Ensuring that cameras aren't looking at sensitive places, or ones useful to thieves, and turning them off when not needed can make sure that you would be safer if hackers were to gain access to your cameras. But how can you avoid them getting there in the first place?
Laptops and computers
Almost every device, whatever the size, now comes with a webcam built in — and though the warnings this morning referred to standalone cameras, PC and laptop cameras are liable to malicious access, too.
RATs — remote administration tools, or remote access Trojans — can make their way into your computer through apparently harmless downloads like a game or an email attachment.
Once the program is installed onto the computer hackers can take control of your PC — allowing hackers to make use of personal information and internet use, as well as looking and recording through any attached webcams. Hackers have occasionally used the information or images got through such viruses to commit fraud or blackmail the computers’ owners.

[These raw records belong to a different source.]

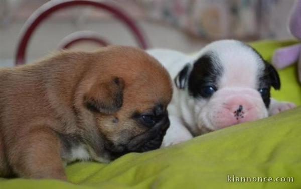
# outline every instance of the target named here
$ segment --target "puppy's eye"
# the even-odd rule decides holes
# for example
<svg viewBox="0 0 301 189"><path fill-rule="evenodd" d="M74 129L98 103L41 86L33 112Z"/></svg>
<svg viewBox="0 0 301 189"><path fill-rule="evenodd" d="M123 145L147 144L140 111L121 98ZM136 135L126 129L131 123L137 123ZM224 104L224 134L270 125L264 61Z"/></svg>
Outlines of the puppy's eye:
<svg viewBox="0 0 301 189"><path fill-rule="evenodd" d="M260 88L258 91L262 97L266 96L268 93L268 89L266 88Z"/></svg>
<svg viewBox="0 0 301 189"><path fill-rule="evenodd" d="M216 91L215 87L213 86L206 86L201 88L201 92L203 96L205 97L210 97Z"/></svg>

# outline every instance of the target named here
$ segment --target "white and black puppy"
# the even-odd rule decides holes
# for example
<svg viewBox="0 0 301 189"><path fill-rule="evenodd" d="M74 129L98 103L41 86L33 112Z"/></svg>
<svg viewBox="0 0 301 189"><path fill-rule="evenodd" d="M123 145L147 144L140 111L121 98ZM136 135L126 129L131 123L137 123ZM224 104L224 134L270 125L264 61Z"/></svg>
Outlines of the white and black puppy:
<svg viewBox="0 0 301 189"><path fill-rule="evenodd" d="M174 81L171 125L162 146L295 106L270 98L271 87L280 88L277 71L240 41L217 41L193 56L167 49L148 52Z"/></svg>

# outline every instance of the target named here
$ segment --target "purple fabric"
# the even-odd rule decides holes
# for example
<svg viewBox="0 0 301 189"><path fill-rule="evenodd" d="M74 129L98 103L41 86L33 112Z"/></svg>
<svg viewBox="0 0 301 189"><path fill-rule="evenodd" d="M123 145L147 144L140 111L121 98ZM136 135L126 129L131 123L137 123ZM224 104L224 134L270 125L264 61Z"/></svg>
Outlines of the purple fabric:
<svg viewBox="0 0 301 189"><path fill-rule="evenodd" d="M301 44L281 48L275 52L272 61L277 69L282 69L298 60Z"/></svg>
<svg viewBox="0 0 301 189"><path fill-rule="evenodd" d="M297 1L294 6L289 21L290 32L301 40L301 1Z"/></svg>
<svg viewBox="0 0 301 189"><path fill-rule="evenodd" d="M288 23L291 34L301 40L301 0L296 1ZM272 58L273 64L277 68L283 68L298 62L299 81L301 83L301 44L277 50Z"/></svg>

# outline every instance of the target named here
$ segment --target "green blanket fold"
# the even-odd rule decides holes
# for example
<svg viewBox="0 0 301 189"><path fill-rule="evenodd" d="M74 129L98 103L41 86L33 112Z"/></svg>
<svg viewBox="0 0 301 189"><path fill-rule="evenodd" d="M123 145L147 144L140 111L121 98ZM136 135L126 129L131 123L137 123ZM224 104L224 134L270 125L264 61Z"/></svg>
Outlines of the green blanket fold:
<svg viewBox="0 0 301 189"><path fill-rule="evenodd" d="M251 45L270 60L276 48L294 43L266 41ZM272 94L299 105L296 67L280 71L282 88ZM301 107L168 148L130 153L108 164L73 163L66 171L73 183L0 178L0 188L301 188ZM233 182L242 177L252 181ZM253 181L264 177L272 181ZM277 177L291 180L273 181Z"/></svg>

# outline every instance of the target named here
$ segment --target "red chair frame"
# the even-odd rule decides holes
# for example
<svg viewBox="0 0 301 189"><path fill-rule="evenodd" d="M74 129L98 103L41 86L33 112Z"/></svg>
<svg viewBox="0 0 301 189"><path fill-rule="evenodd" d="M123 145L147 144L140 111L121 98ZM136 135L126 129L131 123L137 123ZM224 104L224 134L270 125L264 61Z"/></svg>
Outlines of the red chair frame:
<svg viewBox="0 0 301 189"><path fill-rule="evenodd" d="M27 20L21 30L16 55L16 65L25 64L27 45L34 31L42 21L59 10L78 6L91 6L112 13L128 27L141 48L144 49L148 48L148 43L142 34L141 29L123 11L112 5L92 0L52 0L38 9Z"/></svg>

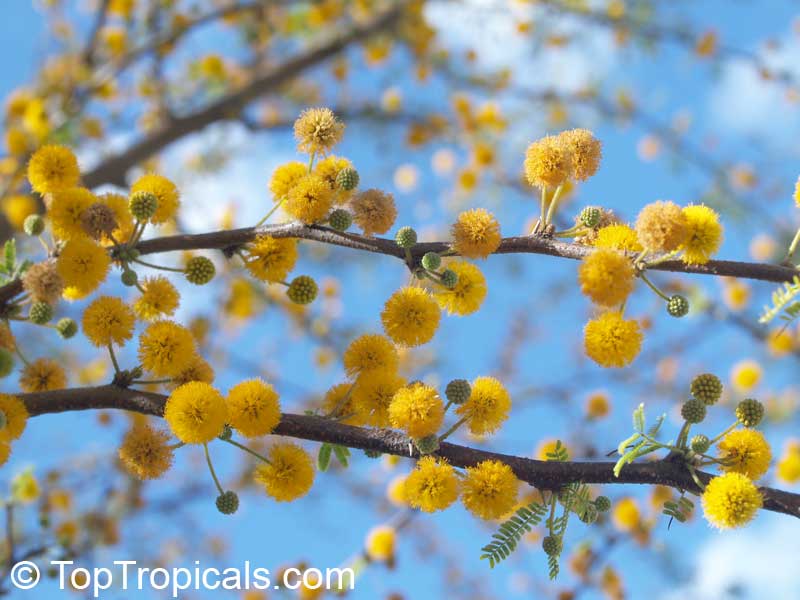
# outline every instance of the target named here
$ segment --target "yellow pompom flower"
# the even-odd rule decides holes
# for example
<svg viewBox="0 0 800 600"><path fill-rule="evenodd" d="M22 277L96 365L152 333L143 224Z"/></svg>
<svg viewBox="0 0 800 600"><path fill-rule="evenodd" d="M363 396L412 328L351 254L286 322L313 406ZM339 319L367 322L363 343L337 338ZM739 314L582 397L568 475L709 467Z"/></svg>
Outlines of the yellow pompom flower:
<svg viewBox="0 0 800 600"><path fill-rule="evenodd" d="M719 215L703 204L683 208L686 217L686 241L681 246L683 262L704 265L717 253L722 244L722 225Z"/></svg>
<svg viewBox="0 0 800 600"><path fill-rule="evenodd" d="M228 409L216 388L191 381L172 390L164 406L164 418L184 444L206 444L222 433Z"/></svg>
<svg viewBox="0 0 800 600"><path fill-rule="evenodd" d="M447 268L458 276L458 281L452 289L435 286L434 300L450 315L471 315L486 299L486 278L478 267L465 260L449 262Z"/></svg>
<svg viewBox="0 0 800 600"><path fill-rule="evenodd" d="M71 300L85 298L103 283L111 266L105 249L88 238L70 240L56 259L56 271Z"/></svg>
<svg viewBox="0 0 800 600"><path fill-rule="evenodd" d="M439 393L424 383L402 387L389 405L392 427L404 430L415 439L433 435L444 421L444 404Z"/></svg>
<svg viewBox="0 0 800 600"><path fill-rule="evenodd" d="M397 290L381 312L383 329L394 343L420 346L433 339L439 328L441 310L431 295L418 287Z"/></svg>
<svg viewBox="0 0 800 600"><path fill-rule="evenodd" d="M746 525L764 504L761 492L741 473L725 473L714 477L702 496L703 514L718 529Z"/></svg>
<svg viewBox="0 0 800 600"><path fill-rule="evenodd" d="M600 248L578 268L581 292L600 306L615 306L628 299L636 276L630 259L616 250Z"/></svg>
<svg viewBox="0 0 800 600"><path fill-rule="evenodd" d="M460 482L443 459L423 456L403 484L405 501L423 512L444 510L458 499Z"/></svg>
<svg viewBox="0 0 800 600"><path fill-rule="evenodd" d="M525 152L525 177L534 187L558 187L572 177L572 169L572 153L558 136L543 137Z"/></svg>
<svg viewBox="0 0 800 600"><path fill-rule="evenodd" d="M28 162L28 181L40 194L75 187L80 178L78 159L66 146L42 146Z"/></svg>
<svg viewBox="0 0 800 600"><path fill-rule="evenodd" d="M736 429L727 434L717 444L719 459L723 461L720 469L725 472L741 473L756 480L769 469L772 449L764 434L755 429Z"/></svg>
<svg viewBox="0 0 800 600"><path fill-rule="evenodd" d="M284 281L297 262L297 240L258 236L245 247L244 265L261 281Z"/></svg>
<svg viewBox="0 0 800 600"><path fill-rule="evenodd" d="M467 401L456 409L456 414L467 418L473 435L494 433L508 419L511 396L494 377L478 377L472 382Z"/></svg>
<svg viewBox="0 0 800 600"><path fill-rule="evenodd" d="M314 483L314 463L308 452L289 442L272 446L269 464L256 467L255 480L278 502L305 496Z"/></svg>
<svg viewBox="0 0 800 600"><path fill-rule="evenodd" d="M386 336L368 333L350 342L343 362L347 375L358 377L372 371L396 371L400 358Z"/></svg>
<svg viewBox="0 0 800 600"><path fill-rule="evenodd" d="M171 317L180 304L180 294L163 275L145 277L141 284L142 295L133 303L136 315L145 321Z"/></svg>
<svg viewBox="0 0 800 600"><path fill-rule="evenodd" d="M139 337L139 362L157 377L174 377L195 356L191 332L172 321L155 321Z"/></svg>
<svg viewBox="0 0 800 600"><path fill-rule="evenodd" d="M2 413L2 427L0 427L0 442L11 442L18 439L28 423L28 409L16 396L0 394L0 413Z"/></svg>
<svg viewBox="0 0 800 600"><path fill-rule="evenodd" d="M172 466L169 434L146 423L135 424L122 440L119 459L139 479L158 479Z"/></svg>
<svg viewBox="0 0 800 600"><path fill-rule="evenodd" d="M497 250L503 239L497 219L483 208L459 214L452 234L453 249L466 258L486 258Z"/></svg>
<svg viewBox="0 0 800 600"><path fill-rule="evenodd" d="M245 437L266 435L281 422L278 393L261 379L249 379L228 392L228 424Z"/></svg>
<svg viewBox="0 0 800 600"><path fill-rule="evenodd" d="M350 202L350 208L353 211L353 222L367 237L386 233L397 218L394 196L376 189L356 194Z"/></svg>
<svg viewBox="0 0 800 600"><path fill-rule="evenodd" d="M517 503L519 480L507 464L485 460L467 467L461 483L464 508L481 519L499 519Z"/></svg>
<svg viewBox="0 0 800 600"><path fill-rule="evenodd" d="M353 408L371 427L389 427L389 407L398 390L408 382L394 370L372 370L362 373L352 391Z"/></svg>
<svg viewBox="0 0 800 600"><path fill-rule="evenodd" d="M333 206L333 190L317 175L304 175L288 191L284 212L309 225L322 221Z"/></svg>
<svg viewBox="0 0 800 600"><path fill-rule="evenodd" d="M166 223L173 219L180 207L180 192L172 181L163 175L147 173L137 179L131 186L131 195L137 192L149 192L158 198L156 212L150 217L154 225Z"/></svg>
<svg viewBox="0 0 800 600"><path fill-rule="evenodd" d="M625 320L618 312L605 312L586 324L583 345L586 355L601 367L621 368L639 355L642 337L636 320Z"/></svg>
<svg viewBox="0 0 800 600"><path fill-rule="evenodd" d="M98 348L124 345L133 337L136 316L120 298L100 296L83 312L83 333Z"/></svg>
<svg viewBox="0 0 800 600"><path fill-rule="evenodd" d="M39 358L22 369L19 386L30 393L63 390L67 387L67 374L56 361Z"/></svg>
<svg viewBox="0 0 800 600"><path fill-rule="evenodd" d="M95 202L97 197L86 188L53 192L47 202L47 217L53 226L53 235L62 240L86 237L82 217L84 211Z"/></svg>

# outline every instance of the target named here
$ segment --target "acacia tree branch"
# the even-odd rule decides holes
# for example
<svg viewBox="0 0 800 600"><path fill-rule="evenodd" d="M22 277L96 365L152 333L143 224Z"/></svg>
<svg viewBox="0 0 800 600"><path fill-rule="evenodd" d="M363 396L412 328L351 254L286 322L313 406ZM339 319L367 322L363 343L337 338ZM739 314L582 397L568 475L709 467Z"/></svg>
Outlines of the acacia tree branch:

Though some computers have lights to indicate whether or not the webcam is in use, those can also be disabled by hackers. The best way to be sure that nobody is using your computer is to be as careful as possible on the internet.
The best way to head them off is to keep an updated and secure virus checker on your computer and never to download a file that you are not sure about the safety of. Also make sure that your computer and apps are updated as soon as possible, and be careful about downloading anything that could leave your computer open to attack.
CCTV and baby monitors
Other cameras that work on their own rather than through a computer can be accessed directly.
The open feeds that were warned about on Wednesday morning were mostly breached because people had used default or easy to guess passwords. Default passwords are freely available on the internet and hackers can try those until they get in.
The easiest way to head off such an attack is to ensure that your password is changed from the default. While you’re at it, ensure that the password is as secure as possible: strong passwords can be generated on the internet and should include non-dictionary words and symbols.
Also check the other security settings — if you can limit the amount of people with access to the camera, or require extra credentials to access it, then it’s best to turn those on.
Of course, the safest way of avoiding such a breach is not to open it up to attack — if it’s not necessary, it might be best to turn off the camera’s internet connection entirely. But as long as all security suggestions are followed, there is little reason to worry.
Ultimately, the only way of being sure that webcams are not being remotely viewed is to cover them up — if you’re worried, and it’s feasible, you could stick a piece of paper over the screen when it’s not being used or turn it against the wall.